No, the ends do not meet up and there’s two other issues. When the cup is moving it’s sort of herky-jerky, not at all smooth like I would have expected. This causes an almost dashed line in the engraving. The second issue is the line runs “uphill” - I assume this is because the rotary is not completely parallel with the X axis?

BTW, the mug is 11-13/16", so I used 11.8125" as my decimal. Typo in the first post.

Thanks, John.

I appreciate the photos. I’m looking into this. Can you answer the other initial questions and provide screenshots of your LightBurn settings, please?

Sorry, skimmed right over that part. I’m on Mac OS 10.15.7 running Lightburn 0.9.20

I also just took a look at the gear attached to the stepper motor and when I test from the LightBurn rotary test button it spins 720 degrees. Not sure if that’s helpful, but thought I’d mention it.

Here are the screenshots:

Hi John,

Thanks for the additional info. I did some research and testing today and have a couple of observations.

Make sure the “Start From” drop down is set to “Current Position”. If I had it set to Absolute Coordinates or any other position, I would get an unexpected offset or not get a full rotation of the wheel. Make sure your head clears the rotary and move the laser to the origin point of the design with the pin icon (in this example, lower left).


In order to get a full 360° on the wheels, I had to bump up the delta steps per mm to 19.77 in the configuration file. There is some variation in the wheel ring thickness, so if you have calipers, measure yours, as that will need to be reflected in the Rotary Setup > Roller Diameter.

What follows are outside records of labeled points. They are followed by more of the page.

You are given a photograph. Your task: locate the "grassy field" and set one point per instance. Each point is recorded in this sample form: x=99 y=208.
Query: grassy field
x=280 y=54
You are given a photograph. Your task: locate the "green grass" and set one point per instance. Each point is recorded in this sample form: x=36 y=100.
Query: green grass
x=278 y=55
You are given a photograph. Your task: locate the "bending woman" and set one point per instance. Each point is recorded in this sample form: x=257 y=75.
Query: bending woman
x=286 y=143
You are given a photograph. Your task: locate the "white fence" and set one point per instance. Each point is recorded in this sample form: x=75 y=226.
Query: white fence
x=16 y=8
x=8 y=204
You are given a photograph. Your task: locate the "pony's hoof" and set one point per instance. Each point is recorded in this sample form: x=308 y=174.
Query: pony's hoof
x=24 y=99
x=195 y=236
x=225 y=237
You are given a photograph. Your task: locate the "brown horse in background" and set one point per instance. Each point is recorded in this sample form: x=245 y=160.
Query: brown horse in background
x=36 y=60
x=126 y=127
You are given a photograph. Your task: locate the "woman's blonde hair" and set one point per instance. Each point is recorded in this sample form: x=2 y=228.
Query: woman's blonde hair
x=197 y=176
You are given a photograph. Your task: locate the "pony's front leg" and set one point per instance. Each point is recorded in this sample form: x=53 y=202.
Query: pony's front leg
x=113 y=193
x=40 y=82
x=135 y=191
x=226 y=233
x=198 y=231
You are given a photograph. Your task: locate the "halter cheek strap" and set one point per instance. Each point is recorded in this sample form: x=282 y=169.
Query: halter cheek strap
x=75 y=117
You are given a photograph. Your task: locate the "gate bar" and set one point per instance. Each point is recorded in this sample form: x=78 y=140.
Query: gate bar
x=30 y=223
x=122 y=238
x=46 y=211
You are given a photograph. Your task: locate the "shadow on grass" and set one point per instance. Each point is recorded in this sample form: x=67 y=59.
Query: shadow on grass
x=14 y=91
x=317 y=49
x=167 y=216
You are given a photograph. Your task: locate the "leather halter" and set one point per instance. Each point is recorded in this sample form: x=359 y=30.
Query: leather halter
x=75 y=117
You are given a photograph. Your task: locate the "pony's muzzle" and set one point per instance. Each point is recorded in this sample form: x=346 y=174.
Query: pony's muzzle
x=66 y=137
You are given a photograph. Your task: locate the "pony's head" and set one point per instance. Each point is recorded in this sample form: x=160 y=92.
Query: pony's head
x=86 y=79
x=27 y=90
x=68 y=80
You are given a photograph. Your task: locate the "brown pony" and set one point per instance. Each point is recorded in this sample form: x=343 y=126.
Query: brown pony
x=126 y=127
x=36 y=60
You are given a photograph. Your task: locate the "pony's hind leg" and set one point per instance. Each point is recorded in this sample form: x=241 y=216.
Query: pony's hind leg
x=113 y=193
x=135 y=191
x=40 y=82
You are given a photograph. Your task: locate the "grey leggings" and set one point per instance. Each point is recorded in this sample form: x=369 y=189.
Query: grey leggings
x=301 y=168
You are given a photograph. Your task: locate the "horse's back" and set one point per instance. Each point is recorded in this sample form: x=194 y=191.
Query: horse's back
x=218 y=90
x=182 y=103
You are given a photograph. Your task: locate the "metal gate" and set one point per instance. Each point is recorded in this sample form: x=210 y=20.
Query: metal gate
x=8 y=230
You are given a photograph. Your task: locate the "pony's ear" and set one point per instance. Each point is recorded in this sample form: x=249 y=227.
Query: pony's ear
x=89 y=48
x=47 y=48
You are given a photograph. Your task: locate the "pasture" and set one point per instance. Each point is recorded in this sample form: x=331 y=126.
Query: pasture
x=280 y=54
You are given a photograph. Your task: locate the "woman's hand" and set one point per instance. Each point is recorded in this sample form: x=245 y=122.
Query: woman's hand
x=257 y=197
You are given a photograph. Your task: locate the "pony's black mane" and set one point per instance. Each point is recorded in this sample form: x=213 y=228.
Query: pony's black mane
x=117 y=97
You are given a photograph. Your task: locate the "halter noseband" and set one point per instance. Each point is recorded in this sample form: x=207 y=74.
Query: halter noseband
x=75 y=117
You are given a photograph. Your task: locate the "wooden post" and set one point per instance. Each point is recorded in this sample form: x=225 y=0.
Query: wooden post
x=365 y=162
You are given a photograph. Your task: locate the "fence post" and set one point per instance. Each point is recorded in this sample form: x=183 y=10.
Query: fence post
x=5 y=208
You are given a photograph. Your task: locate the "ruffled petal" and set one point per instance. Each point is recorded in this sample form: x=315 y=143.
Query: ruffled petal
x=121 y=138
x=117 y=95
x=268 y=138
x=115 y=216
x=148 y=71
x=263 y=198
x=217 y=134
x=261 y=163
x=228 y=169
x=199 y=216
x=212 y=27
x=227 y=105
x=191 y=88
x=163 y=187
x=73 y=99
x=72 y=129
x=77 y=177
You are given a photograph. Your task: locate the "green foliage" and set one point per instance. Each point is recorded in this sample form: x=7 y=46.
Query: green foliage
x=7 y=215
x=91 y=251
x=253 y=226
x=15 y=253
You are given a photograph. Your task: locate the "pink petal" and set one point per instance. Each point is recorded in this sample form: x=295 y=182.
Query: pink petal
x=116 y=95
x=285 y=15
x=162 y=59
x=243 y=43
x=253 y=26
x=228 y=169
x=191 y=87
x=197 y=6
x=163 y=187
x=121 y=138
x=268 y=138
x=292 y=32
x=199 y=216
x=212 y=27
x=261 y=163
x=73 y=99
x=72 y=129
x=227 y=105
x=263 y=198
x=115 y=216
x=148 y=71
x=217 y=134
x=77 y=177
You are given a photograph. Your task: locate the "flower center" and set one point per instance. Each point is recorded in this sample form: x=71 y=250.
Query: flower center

I added some steps to the process on the Rotary Setup guide to elaborate on how to test it and a Troubleshooting section covering things to watch out for. Try it out and make the needed config tweaks to get yours dialed in and let me know.

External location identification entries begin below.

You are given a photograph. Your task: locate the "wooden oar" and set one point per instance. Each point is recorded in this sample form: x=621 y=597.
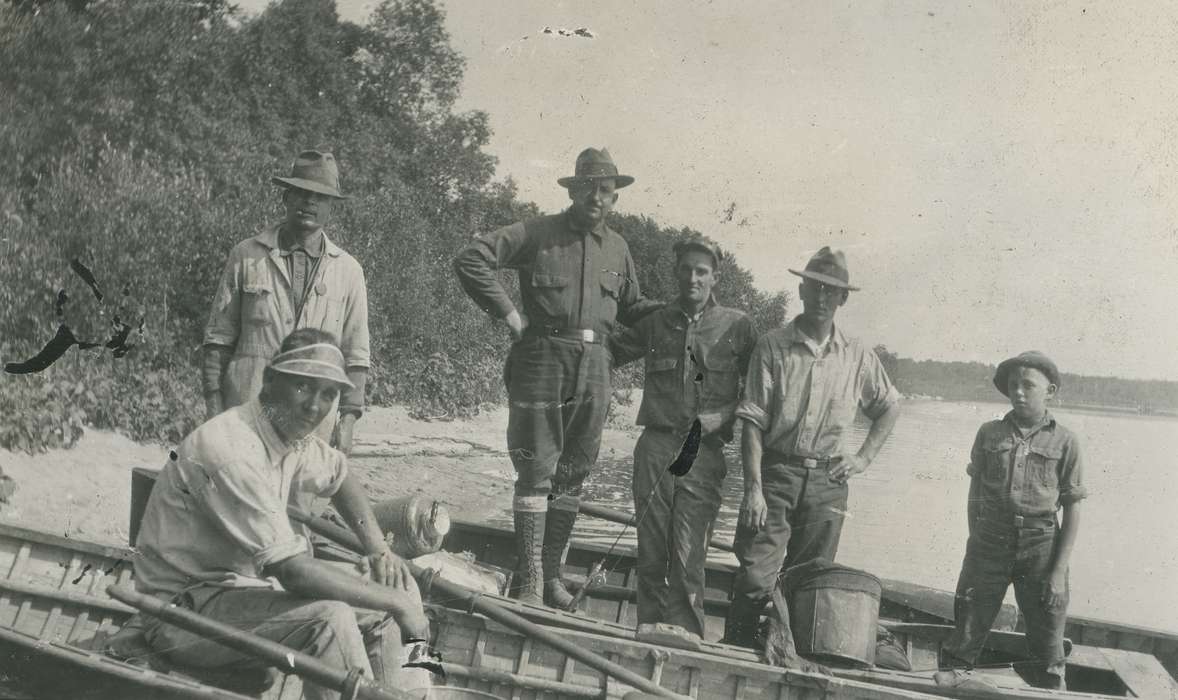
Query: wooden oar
x=462 y=598
x=280 y=656
x=623 y=517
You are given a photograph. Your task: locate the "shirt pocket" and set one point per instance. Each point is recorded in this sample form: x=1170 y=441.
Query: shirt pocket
x=611 y=284
x=548 y=289
x=662 y=380
x=997 y=456
x=1043 y=466
x=257 y=297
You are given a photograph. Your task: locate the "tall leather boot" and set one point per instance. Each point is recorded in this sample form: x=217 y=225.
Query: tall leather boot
x=556 y=536
x=529 y=546
x=740 y=626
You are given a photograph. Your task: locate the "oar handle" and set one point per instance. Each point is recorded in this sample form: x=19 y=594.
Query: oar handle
x=488 y=607
x=623 y=517
x=283 y=658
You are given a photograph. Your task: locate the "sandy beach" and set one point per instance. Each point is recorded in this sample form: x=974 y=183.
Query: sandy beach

Thanks for the help Starla!

Not sure if I did, but I will in the future.

I too was experimenting with the steps per mm and landed in the 19.? range. I put your .77 in and the drive wheel does rotate the full rotation and back now. Thanks!

Using those settings I burned a few tests and found a slight issue. It’ll probably only come into play if I’m burning a full wrap, and as of now I’m not, but don’t want to rule it out so I’d like to get this sorted.

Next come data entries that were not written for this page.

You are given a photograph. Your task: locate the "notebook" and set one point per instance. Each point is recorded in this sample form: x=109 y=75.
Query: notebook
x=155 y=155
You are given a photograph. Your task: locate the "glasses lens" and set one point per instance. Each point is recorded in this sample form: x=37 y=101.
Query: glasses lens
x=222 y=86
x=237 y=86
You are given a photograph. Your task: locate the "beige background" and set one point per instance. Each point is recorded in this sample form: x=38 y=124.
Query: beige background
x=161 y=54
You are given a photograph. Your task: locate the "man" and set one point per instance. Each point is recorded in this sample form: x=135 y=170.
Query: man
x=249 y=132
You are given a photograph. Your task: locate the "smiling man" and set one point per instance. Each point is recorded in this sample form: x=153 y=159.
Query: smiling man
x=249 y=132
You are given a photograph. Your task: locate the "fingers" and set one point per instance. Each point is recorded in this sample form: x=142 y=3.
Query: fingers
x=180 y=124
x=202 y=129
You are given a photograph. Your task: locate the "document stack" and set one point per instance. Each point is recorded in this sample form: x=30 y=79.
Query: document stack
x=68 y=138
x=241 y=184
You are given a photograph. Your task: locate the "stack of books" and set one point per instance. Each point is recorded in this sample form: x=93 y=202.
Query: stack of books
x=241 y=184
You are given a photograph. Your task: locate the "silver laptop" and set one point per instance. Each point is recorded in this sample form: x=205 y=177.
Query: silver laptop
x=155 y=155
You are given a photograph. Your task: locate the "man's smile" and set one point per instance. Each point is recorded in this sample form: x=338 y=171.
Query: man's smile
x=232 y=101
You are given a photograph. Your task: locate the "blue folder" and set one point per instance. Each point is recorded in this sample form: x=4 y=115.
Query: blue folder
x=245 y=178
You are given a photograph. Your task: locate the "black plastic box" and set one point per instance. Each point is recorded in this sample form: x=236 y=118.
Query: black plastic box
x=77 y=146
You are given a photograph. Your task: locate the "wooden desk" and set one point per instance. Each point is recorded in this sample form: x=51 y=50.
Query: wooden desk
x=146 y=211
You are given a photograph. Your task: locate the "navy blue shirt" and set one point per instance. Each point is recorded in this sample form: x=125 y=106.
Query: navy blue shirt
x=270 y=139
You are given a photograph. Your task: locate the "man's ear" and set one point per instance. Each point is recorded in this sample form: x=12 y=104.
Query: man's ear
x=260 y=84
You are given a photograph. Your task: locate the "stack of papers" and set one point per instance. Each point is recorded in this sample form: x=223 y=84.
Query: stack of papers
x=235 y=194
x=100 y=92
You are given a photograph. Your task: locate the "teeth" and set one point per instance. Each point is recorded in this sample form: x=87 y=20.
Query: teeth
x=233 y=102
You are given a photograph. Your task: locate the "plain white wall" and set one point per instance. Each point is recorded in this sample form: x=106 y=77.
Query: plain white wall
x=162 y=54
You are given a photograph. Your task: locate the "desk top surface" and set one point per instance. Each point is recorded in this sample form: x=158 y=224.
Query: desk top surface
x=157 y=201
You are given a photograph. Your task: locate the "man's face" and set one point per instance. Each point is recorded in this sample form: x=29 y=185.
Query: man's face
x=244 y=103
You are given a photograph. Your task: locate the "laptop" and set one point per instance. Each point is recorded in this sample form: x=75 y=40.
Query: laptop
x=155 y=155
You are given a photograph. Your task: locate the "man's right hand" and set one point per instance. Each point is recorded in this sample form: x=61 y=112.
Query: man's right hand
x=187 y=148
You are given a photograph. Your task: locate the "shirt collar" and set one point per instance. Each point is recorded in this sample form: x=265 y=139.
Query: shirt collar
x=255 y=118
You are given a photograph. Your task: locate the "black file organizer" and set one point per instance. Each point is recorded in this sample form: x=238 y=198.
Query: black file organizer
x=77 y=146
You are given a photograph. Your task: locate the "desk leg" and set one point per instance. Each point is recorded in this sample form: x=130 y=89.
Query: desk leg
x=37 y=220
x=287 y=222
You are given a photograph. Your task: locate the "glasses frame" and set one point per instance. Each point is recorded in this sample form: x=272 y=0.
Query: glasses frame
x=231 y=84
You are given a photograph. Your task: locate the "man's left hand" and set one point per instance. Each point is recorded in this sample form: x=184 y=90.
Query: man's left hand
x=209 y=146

I have a Polar Camel 32oz tumbler I’m using for testing now. It’s 288mm in circumference and I entered that in the rotary settings panel. In Lightburn I drew a rectangle the height of my tumbler - 288mm. I then did a burn of that rectangle and it overlapped. I had to change the size of my rectangle to get the ends to match up, but that’s not ideal. I need to be able to measure and then draw. Looking through the Lightburn forum I saw a post by Oz that references drawing two horizontal lines “x” distance apart, where x=circumference, and the second should burn on top of the first. Tried that and it didn’t (as expected), so I tweaked the steps per mm setting until it did which resulted in 19.44.

But double checking the wheel rotation with my pointer reveals an ever so slight miss when testing from the rotary panel. I don’t have any other size tumblers to test on (but I might be able to find a dowel) to see if that setting is indeed correct. Is there any reason I just can’t leave it at .44 going forward?

Hi John,

That test is essentially the same as creating the long thin rectangle we tried and making sure the top meets the bottom. The main reason I recommended this test is because it sometimes presents other settings that need to be dialed in (like dashed lines / low power while rotating).

Like you mentioned, it’s really only apparent at that incremental level when you’re doing a full wrap, so the tape test burn beforehand is a good way to make sure whatever you’re burning is aligning as expected for an actual job (so you can edit it, if needed). What you have set is most likely fine for the majority of cases.

However, if you can get the full wrap dialed in, you shouldn’t have to change your setting again and it should work for everything you engrave on. If you have some, try cutting an empty paper towel roll in half to test it (you may want to avoid the glued areas while engraving). Use a very low power setting and weigh it down inside to keep it from bouncing around.